The Strategic Director further emphasised, that while efforts to reduce the overspend would continue, significant more time was being dedicated compared to previous years due to future economic and demographic uncertainties. They assured Members that their focus remained on the long-term sustainability of the budget and acknowledged that the current position could not be maintained indefinitely. The activities they would undertake included ongoing discussions and in-depth work with directorates to determine what decisions could be made and if there were actions that could save money for the rest of the year. Members were told that some of those decisions would be operational, whilst others would require input from members. If member decisions were required on budgets or overspend, then they would bring these matters forward. The Strategic Director assured the Chair that they maintained ongoing pressure to achieve the best possible financial outcomes for the Council and the people of Rotherham.
The Chair then asked the Cabinet Member for Finance and Safe and Clean Communities if he were also assured that officers would be able to manage the situation, and to make sure that everything would be done by finance to manage the overspend.
The Cabinet Member for Finance and Safe and Clean Communities assured OSMB that every Cabinet Member investigated any overspend within their own portfolios and would work to understand the mitigating factors had caused the overspend and worked with senior officers to reduce it. He acknowledged that his central aim was to work within the revenue budget and to hold officers to account. However, as previously highlighted some costs for statutory services, such as homeless services had skyrocketed over the past year. Furthermore, the Council had statutory responsibility to deliver a number of services by law, even if it resulted in overspends on budgets. OSMB was assured that Cabinet Members were also held to accountable to ensure budgets were delivered within allocated spend. Work was also undertaken to review any mitigating factors for overspends and identify what more could be done to reduce those budgets.
The Chair acknowledged that the Council faced many challenges moving forward and noted that OSMB had asked for reports, as part of their work programme, on the transported children's services and overspend.
The Chair thanked the Cabinet Member for Finance and Safe and Clean Communities, the Strategic Director for Finance and Customer Services and the Assistant Director for Finance for their participation at the meeting.

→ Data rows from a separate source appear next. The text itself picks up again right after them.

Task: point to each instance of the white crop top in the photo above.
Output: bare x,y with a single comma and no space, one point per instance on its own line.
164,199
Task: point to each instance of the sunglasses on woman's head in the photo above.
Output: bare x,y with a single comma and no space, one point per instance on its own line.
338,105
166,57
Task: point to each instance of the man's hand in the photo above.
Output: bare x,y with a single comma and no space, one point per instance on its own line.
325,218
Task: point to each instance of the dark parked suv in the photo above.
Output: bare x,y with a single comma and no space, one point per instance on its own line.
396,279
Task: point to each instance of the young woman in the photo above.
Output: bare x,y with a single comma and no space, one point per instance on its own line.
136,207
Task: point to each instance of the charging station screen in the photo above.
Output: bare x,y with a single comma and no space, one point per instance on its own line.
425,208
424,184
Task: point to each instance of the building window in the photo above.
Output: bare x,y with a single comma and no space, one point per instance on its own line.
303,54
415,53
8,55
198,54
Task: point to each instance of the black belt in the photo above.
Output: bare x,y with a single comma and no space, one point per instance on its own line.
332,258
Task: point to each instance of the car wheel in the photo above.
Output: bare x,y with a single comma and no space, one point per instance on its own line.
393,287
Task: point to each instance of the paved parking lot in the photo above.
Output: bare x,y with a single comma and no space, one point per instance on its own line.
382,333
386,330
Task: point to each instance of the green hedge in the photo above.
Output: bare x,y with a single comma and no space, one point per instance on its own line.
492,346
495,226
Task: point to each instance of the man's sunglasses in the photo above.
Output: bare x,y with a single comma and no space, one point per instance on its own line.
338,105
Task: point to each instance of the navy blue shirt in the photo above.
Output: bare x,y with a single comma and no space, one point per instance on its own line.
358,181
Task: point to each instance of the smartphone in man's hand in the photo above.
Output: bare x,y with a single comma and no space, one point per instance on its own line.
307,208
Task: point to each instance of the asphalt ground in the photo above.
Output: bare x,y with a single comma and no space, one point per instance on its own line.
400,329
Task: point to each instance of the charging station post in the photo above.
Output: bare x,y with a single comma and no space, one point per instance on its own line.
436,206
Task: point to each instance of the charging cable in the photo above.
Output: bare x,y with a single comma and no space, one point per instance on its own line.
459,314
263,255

Resolved: – That the Overview and Scrutiny Management Board supported the recommendation that Cabinet:
1. Note the current General Fund Revenue Budget forecast overspend of £6.1 million.
2. Note that actions will continue to be taken to reduce the overspend position but that it is possible that the Council will need to draw on its reserves to balance the 2024/25 position.
3. Note the updated position of the Capital Programme, including proposed capital programme variations to expenditure profiles and funding.